# Explanation of Polarisation Angle.

## Definition of Polarisation ( also known as skew or polarization )

Vertical polarisation is when the electric field is vertical.   When people talk about polarisation they are referring to the electric field vector.

References to 'vertical' and 'horizontal' are frequent since terrestrial antennas are normally vertical or horizontal relative to the ground.

Example 1:   Vertical polarisation is produced by a vertical dipole antenna.  At an instant the top is positive voltage and the bottom is negative voltage - so the electric field produced is vertical.

 Example 2.  Vertical polarisation is produced by the open end of a rectangular waveguide whose narrow dimension is vertical and whose broad face is horizontal.   The waveguide is typically energised by a vertical probe (like a single ended quarter-wave half dipole antenna) sticking through the broad face of the waveguide.   Inside the waveguide think in terms of voltage between the centre lines of the two broad faces.   This is the vertical electric field.   Around the two narrow sides, current flows.   It does not matter if the pin is at the top, pointing downwards, it is still vertical polarisation. Vertical polarisation

To set nominal Vertical receive polarisation the broad faces of the LNB waveguide must be on top and underneath.

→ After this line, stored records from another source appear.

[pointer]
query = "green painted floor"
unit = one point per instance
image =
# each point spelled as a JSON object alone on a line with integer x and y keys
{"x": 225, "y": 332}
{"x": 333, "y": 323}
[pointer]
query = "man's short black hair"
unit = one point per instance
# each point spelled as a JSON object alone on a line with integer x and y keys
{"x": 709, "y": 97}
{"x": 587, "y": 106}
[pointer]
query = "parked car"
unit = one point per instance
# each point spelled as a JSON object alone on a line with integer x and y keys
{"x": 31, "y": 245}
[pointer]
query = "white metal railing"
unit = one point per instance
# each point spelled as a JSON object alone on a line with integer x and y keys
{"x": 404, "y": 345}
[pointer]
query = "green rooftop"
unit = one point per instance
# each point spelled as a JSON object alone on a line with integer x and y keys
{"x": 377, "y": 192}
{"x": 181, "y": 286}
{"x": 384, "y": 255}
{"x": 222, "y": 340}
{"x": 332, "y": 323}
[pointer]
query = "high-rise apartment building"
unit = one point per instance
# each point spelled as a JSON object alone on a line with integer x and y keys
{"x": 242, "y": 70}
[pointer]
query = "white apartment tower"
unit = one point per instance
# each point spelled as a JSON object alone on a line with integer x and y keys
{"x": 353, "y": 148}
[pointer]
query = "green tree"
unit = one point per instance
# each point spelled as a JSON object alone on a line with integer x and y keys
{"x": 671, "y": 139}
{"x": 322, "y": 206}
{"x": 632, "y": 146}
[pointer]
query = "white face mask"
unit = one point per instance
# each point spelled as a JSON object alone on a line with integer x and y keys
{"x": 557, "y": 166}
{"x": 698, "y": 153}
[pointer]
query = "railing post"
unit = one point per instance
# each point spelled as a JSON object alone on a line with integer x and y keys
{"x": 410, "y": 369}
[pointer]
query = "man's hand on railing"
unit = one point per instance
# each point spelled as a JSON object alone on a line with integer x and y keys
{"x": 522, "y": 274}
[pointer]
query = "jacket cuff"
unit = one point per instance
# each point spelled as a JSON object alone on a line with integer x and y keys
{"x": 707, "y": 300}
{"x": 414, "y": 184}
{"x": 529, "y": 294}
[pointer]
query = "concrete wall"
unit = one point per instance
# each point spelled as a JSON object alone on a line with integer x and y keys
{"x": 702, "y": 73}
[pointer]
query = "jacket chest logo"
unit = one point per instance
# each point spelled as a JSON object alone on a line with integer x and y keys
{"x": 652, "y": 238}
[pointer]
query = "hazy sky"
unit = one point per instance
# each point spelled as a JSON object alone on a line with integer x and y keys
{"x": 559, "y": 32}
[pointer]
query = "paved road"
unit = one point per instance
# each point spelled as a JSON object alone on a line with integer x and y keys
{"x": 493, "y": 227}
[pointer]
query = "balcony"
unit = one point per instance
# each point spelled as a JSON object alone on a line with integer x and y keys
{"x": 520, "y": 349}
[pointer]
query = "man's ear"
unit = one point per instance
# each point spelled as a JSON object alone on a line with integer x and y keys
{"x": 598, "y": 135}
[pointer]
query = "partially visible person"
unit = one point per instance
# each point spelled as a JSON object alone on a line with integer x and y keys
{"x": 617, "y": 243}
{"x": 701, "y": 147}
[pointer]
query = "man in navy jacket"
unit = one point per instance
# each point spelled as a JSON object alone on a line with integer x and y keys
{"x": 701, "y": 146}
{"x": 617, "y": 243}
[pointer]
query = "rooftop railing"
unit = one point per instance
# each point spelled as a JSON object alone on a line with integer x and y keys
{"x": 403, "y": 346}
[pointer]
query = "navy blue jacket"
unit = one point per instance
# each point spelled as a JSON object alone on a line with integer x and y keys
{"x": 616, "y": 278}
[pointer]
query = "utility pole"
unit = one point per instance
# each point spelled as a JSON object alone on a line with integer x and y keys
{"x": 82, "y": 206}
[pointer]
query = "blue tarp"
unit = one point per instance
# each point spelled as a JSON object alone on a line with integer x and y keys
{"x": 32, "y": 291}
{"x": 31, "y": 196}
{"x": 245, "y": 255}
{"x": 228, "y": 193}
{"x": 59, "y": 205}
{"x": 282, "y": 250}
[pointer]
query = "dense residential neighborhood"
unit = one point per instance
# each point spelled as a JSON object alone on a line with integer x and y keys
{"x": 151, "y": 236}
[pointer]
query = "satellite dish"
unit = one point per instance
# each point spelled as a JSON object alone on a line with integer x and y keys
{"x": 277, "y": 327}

Always start from the nominal position, vertical or horizontal.  Then apply the adjustment.

### Tilting the angle

In the case of satellite communications, polarisation angles are tilted over a wide range.

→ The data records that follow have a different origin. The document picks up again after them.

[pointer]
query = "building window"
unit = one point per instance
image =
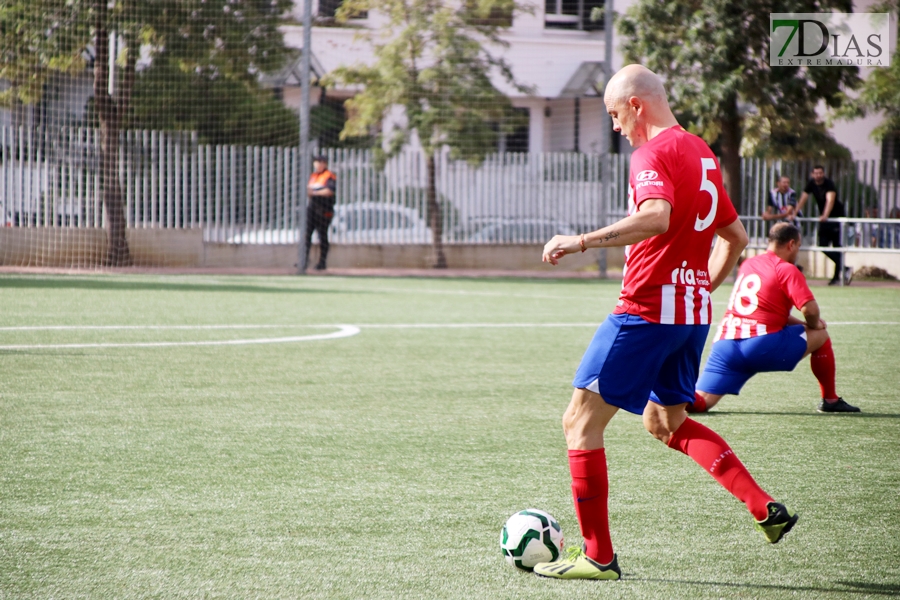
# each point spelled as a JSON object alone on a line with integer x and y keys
{"x": 328, "y": 9}
{"x": 890, "y": 156}
{"x": 572, "y": 14}
{"x": 517, "y": 139}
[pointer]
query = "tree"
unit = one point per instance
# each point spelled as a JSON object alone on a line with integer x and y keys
{"x": 880, "y": 92}
{"x": 205, "y": 58}
{"x": 714, "y": 56}
{"x": 432, "y": 58}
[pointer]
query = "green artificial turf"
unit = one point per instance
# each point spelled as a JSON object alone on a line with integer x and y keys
{"x": 383, "y": 465}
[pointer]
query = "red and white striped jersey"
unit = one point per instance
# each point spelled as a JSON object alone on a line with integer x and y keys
{"x": 764, "y": 293}
{"x": 666, "y": 277}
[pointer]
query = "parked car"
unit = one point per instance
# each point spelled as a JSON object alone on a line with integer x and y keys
{"x": 378, "y": 223}
{"x": 519, "y": 231}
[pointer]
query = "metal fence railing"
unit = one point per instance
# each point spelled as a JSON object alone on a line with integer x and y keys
{"x": 252, "y": 195}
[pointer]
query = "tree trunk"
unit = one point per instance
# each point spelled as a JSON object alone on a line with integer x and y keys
{"x": 435, "y": 218}
{"x": 730, "y": 139}
{"x": 109, "y": 114}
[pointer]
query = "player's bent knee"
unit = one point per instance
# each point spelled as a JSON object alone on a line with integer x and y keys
{"x": 661, "y": 422}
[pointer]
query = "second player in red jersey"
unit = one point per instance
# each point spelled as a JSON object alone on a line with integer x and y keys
{"x": 766, "y": 290}
{"x": 759, "y": 334}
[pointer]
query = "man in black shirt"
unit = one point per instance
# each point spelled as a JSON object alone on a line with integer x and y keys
{"x": 825, "y": 193}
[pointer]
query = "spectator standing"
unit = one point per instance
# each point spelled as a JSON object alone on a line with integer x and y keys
{"x": 782, "y": 203}
{"x": 825, "y": 193}
{"x": 320, "y": 209}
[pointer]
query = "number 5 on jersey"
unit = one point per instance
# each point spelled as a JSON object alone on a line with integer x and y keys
{"x": 708, "y": 164}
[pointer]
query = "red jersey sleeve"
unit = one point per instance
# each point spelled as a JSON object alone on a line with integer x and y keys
{"x": 650, "y": 178}
{"x": 725, "y": 215}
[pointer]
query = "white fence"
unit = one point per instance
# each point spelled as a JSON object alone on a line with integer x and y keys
{"x": 240, "y": 194}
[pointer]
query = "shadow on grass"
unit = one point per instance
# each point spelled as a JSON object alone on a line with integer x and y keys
{"x": 840, "y": 587}
{"x": 116, "y": 284}
{"x": 818, "y": 415}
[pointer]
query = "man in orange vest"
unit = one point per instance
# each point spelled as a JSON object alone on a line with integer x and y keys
{"x": 320, "y": 210}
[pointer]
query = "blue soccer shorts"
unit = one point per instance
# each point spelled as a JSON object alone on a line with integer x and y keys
{"x": 630, "y": 357}
{"x": 732, "y": 362}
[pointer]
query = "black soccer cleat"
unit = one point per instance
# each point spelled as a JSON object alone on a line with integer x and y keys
{"x": 839, "y": 406}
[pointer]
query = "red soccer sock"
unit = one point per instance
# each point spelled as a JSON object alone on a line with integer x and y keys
{"x": 711, "y": 452}
{"x": 590, "y": 488}
{"x": 822, "y": 364}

If you are in the northern hemisphere:   Face the equator (by looking south) and you can envisage the geostationary orbit as curved line across the sky starting in the south east, rising to say 35 deg elevation at due south and falling in the south west.  The polarisation of satellites located to the east will be tilted anticlockwise, satellites to the west clockwise.  Only a satellite due south of you will have its polarisation aligned vertical.

If you are in the southern hemisphere:   Face the equator (by looking north) and you can envisage the geostationary orbit as curved line across the sky starting in the north east, rising to say 60 deg elevation at due north and falling in the north west.  The polarisation of satellites located to the west will be tilted anticlockwise, satellites to the east clockwise.  Only a satellite due north of you will have its polarisation aligned vertical.

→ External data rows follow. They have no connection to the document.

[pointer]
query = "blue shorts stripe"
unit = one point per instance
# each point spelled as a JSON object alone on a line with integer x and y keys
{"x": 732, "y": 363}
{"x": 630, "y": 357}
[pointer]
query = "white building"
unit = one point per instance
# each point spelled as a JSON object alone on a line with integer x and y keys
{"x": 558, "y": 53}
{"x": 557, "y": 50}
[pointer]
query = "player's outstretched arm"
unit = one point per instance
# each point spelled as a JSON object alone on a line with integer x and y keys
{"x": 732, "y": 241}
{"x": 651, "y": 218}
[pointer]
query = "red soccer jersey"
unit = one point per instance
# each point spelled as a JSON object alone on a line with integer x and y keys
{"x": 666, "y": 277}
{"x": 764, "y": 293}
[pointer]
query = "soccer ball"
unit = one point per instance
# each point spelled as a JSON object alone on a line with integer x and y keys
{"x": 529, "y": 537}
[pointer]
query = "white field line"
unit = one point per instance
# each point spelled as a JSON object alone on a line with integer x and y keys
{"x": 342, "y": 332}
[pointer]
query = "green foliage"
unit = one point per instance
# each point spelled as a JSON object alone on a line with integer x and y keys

Important: Think in terms of the view from behind the dish, facing towards the satellite; clockwise is positive.

This figure shows Horizontal nominal polarisation (with the LNB initially on top) then with -45 deg polarisation adjustment applied.

### The calculated angle

If the calculated angle is positive you need to face towards the satellite and tilt the top of the vertical polarisation clockwise so many degrees to the right.

If the calculated angle is negative you need to face towards the satellite and tilt the top of the vertical polarisation anti-clockwise so many degrees to the left.

Horizontal polarisation adjusted by -13 deg anticlockwise, while facing the satellite.

These diagrams above show your view facing towards the satellite.  Your viewpoint is from behind the dish looking forwards towards the satellite.
You can see the feed horn window.  The rectangular LNB waveguide is shown. Note the four possible starting positions in the top row.
You then apply an adjustment, between -90, 0 and +90 deg, anticlockwise or clockwise.  A -45 deg adjustment is shown as an example.  Sometimes the LNB will hit the metal arm when you apply the adjustment; in this case start again with the alternative starting position,  on the other side.